The practitioner needs to select the appropriate person to give the medical opinion if the client has a terminal illness, then the appropriate person to give the opinion may be a specialist in the particular illness who is familiar with the effects of the illness on a patient's cognition, rather than a geriatrician or a neuropsychologist.
More generally, when working with older clients, the practitioner should anticipate that the client may have impaired capacity including impaired executive function or at the very least normal cognitive aging.

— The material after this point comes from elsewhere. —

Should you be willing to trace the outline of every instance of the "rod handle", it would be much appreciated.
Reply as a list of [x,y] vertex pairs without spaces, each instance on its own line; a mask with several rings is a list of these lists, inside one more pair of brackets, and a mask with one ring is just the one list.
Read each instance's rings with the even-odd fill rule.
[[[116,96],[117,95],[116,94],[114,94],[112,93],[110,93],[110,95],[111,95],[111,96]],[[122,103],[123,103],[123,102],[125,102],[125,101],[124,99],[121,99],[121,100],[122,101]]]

The client may need additional time to consider and respond
The practitioner should focus on one question at a time
The practitioner should avoid leading questions
The practitioner should ask the client to repeat their understanding of the question
The practitioner should re-frame the question if the client if the client doesn't respond to question
The practitioner should require the client to answer the question, not the client's carer, spouse or child
The practitioner should not expect the client to retain large quantities of information
The practitioner should not give the client too many choices
Appendix 1 – Ryan v Dalton; Estate of Ryan  NSWSC 1007,
 Questions of testamentary capacity are necessarily fact sensitive. No rule or procedure will cover every case to avoid the possibility of litigation. Nevertheless, the effort involved in paying attention to questions of capacity at the time instructions for a will are taken and the will is executed (including, where necessary, obtaining an assessment of the client where it is thought one is called for) pales into insignificance with the expense, delay and anxiety caused by litigation after the testator's death. Bearing that in mind, and without wishing in any way to derogate from, for example, the desirability of all solicitors being familiar with the guidelines, the recent experience of the Court suggests that proposing some basic rules of thumb (which, as such, are necessarily arbitrary) may be of assistance.
 It seems to me that the following is at least a starting point for dealing with this increasingly prevalent issue:
1 The client should always be interviewed alone. If an interpreter is required, ideally the interpreter should not be a family member or proposed beneficiary.
2. A solicitor should always consider capacity and the possibility of undue influence, if only to dismiss it in most cases.
3. In all cases instructions should be sought by non-leading questions such as: Who are your family members? What are your assets? To whom do you want to leave your assets? Why have you chosen to do it that way? The questions and answers should be carefully recorded in a file note.
4. In case of anyone:
1. over 70;
2. being cared for by someone;
3. who resides in a nursing home or similar facility; or
4. about whom for any other reason the solicitor might have concern about capacity the solicitor should ask the client and their carer or a care manager in the home or facility whether there is any reason to be concerned about capacity including as a result of any diagnosis, behaviour, medication or the like. Again, full file notes should be kept recording the information which the solicitor obtained, and from whom, in answer to such inquiries.
5. Where there is any doubt about a client's capacity, then the process set out in sub-paragraph (3) above should be repeated when presenting the draft will to the client for execution. The practice of simply reading the provisions to a client and seeking his or her assent should be avoided.
 I emphasise that the foregoing is offered only as suggested basic precautions which may identify problems which need to be addressed. In many cases which do come before the Court the evidence of the solicitor will be critical. For that reason, it is essential that solicitors make full, contemporaneous file notes of their attendances on the client and any other persons and retain those file notes indefinitely.